Minder raadsvergaderingen, kortere spreektijden en parallelle sessies: de gemeenteraadsvergaderingen van Almelo zijn sinds het zomerreces op de schop gegaan. De verandering moet zorgen voor betere besluitvorming. Maar hoe bevalt dat in de praktijk? 1Twente Almelo sprak met drie raadsleden: Jeroen Wiertz (D66), Herman Zwerink (Democraten.nu) en Jorien Geerdink (PvdA).
Minder raadsvergaderingen, kortere spreektijden en parallelle sessies: de gemeenteraadsvergaderingen van Almelo zijn sinds het zomerreces op de schop gegaan. De verandering moet zorgen voor betere besluitvorming. Maar hoe bevalt dat in de praktijk? 1Twente Almelo sprak met drie raadsleden: Jeroen Wiertz (D66), Herman Zwerink (Democraten.nu) en Jorien Geerdink (PvdA).
Voor fractieleider Jeroen Wiertz (D66) heeft de nieuwe aanpak duidelijk voordelen: “Eerder bleven we vaak hangen in discussies die nergens naartoe leidden. Dat is nu een stuk minder het geval.” Herman Zwerink (Democraten.nu) stemt daarmee in. “We kunnen nu meer focussen op de hoofdlijnen van de discussie.”
Het presidium (de coördinerende tak van de gemeenteraad, red.) heeft het aantal reguliere raadsvergaderingen verlaagd van eens per vier weken naar eens per zes weken. Zo zouden raadsleden meer tijd overhouden om voorbereidingen te treffen en inwoners te spreken. Dat is belangrijk volgens Zwerink omdat politiek niet alleen draait om vergaderen.

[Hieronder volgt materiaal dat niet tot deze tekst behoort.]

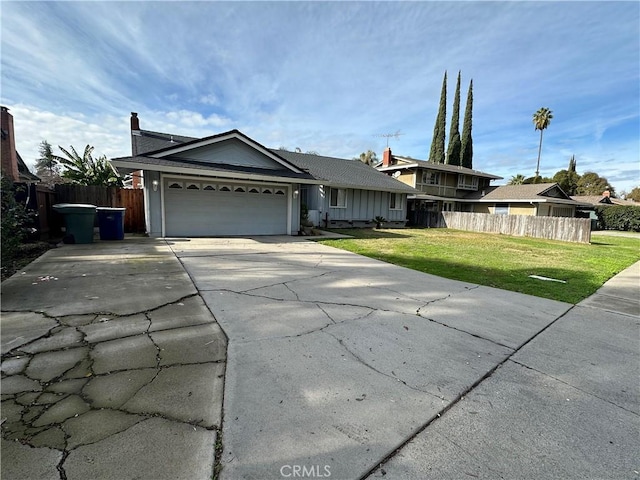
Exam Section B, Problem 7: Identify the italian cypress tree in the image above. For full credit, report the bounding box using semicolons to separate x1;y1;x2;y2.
460;79;473;168
429;71;447;163
447;71;462;165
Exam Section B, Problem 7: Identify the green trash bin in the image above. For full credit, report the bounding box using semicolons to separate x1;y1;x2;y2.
53;203;97;243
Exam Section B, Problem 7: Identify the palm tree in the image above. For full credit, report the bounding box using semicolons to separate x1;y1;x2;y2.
507;173;525;185
53;145;122;187
533;107;553;177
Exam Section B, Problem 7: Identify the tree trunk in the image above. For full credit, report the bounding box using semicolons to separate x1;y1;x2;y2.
536;129;544;177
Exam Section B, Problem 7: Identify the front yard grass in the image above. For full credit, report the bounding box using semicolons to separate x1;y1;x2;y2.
321;228;640;303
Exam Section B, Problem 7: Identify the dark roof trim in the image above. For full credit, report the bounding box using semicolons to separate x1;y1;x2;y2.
110;156;318;184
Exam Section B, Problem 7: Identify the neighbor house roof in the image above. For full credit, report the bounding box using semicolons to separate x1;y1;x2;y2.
112;130;416;193
272;150;416;193
376;155;502;180
463;183;579;205
111;155;318;184
571;195;640;206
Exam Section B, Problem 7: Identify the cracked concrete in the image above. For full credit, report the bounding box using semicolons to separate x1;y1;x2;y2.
170;238;637;479
1;237;640;480
1;239;226;480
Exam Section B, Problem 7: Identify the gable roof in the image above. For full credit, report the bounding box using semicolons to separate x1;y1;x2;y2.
464;183;579;205
272;150;416;193
16;150;40;183
375;155;503;180
134;130;303;173
112;130;416;193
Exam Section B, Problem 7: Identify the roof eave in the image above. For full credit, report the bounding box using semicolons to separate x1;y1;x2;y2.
111;159;319;185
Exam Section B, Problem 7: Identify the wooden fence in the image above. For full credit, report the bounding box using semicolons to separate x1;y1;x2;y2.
438;212;591;243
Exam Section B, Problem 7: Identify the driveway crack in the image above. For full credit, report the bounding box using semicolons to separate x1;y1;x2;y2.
324;327;443;400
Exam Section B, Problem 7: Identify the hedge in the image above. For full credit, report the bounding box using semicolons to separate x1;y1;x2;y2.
596;205;640;232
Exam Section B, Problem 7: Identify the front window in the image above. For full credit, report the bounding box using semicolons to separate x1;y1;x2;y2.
422;172;440;185
493;203;509;215
389;193;402;210
329;188;347;208
458;174;478;190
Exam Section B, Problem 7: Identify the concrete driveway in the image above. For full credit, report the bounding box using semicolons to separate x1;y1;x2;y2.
169;237;639;480
0;238;226;480
1;237;640;480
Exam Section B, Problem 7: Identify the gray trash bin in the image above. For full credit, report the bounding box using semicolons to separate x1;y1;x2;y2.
53;203;97;243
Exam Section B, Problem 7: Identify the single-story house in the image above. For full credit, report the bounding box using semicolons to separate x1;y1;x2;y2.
571;190;640;224
111;113;415;237
461;183;581;217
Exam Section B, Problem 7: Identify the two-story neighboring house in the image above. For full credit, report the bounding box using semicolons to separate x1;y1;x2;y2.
375;148;502;226
376;148;584;227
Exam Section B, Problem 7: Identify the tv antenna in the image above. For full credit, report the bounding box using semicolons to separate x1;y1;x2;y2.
374;130;404;148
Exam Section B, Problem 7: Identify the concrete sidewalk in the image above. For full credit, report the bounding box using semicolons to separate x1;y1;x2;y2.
1;238;226;480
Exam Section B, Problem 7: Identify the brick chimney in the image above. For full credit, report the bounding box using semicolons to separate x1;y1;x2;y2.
0;107;20;182
131;112;140;132
382;147;392;167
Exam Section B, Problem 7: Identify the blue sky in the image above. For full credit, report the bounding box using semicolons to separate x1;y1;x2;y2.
0;1;640;192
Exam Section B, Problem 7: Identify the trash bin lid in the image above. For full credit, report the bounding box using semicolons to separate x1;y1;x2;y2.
53;203;98;211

Het presidium regelt onder meer de organisatie van raadsvergaderingen en bestaat uit de burgemeester, de raadsvoorzitter en vijf raadsleden.
Niet iedereen is enthousiast. Jorien Geerdink (PvdA) vindt de nieuwe structuur een ‘warboel’. “De regelmaat ontbreekt, waardoor je steeds moet uitzoeken welke onderwerpen wanneer aan bod komen.” Daarnaast is het stellen van mondelinge vragen lastiger geworden door de langere tussenpozen tussen de raadsvergaderingen. “De actualiteit is vaak al achterhaald tegen de tijd dat je een vraag kunt stellen. Mondelinge vragen zijn juist bedoeld voor urgente kwesties. Dat is vaak niet meer mogelijk”, aldus Geerdink. Wiertz deelt die zorg. “Mondelinge vragen zijn waardevol omdat je direct antwoord krijgt en er een discussie kan ontstaan. Dat mis je bij schriftelijke vragen.”
Een ander veelgenoemd knelpunt is de invoering van parallelle vergaderingen. Dit dwingt raadsleden om keuzes te maken en is vooral lastig voor kleinere fracties. Geerdink geeft een voorbeeld: “Laatst was er een informatiesessie die ik wilde bijwonen, maar tegelijk werden belangrijke stukken besproken in een andere zaal. Je kunt nu eenmaal niet op twee plekken tegelijk zijn.”
Raadsleden besteden gemiddeld 20 uur per week aan het raadswerk. De werkdruk neemt met de jaren steeds meer toe. Dat geldt met name voor raadsleden van kleine fracties, omdat ze met minder mensen meer beleidsdossiers moeten volgen.
Zwerink benadrukt dat dit vraagt om scherpe keuzes. “Als fractie moet je goed prioriteiten stellen. Je kunt niet alles doen. Dat dwingt je om te kijken wat echt belangrijk is.”
De invoering van spreektijden zorgt voor verdeeldheid binnen de raad. Wiertz ziet de voordelen. “Het voorkomt eindeloos gepraat over details. Tot nu toe heb ik altijd voldoende tijd gehad om mijn punt te maken.” Wat Geerdink betreft gaat de spreektijd linea recta in de prullenbak. “Het beperkt je vrijheid als raadslid om zaken echt goed uit te diepen. Dat voelt soms frustrerend.”
Volgens de raadsleden is er nog werk aan de winkel. De focus op de inhoud moet volgens hen nog een niveau omhoog. Wiertz pleit daarom voor een strakkere regie tijdens vergaderingen. “Dan verzanden we niet steeds in bijzaken. Met meer focus wordt het debat inhoudelijk sterker.” Die noodzaak onderstreept ook Zwerink. “We zijn lerende”, voegt hij daaraan toe.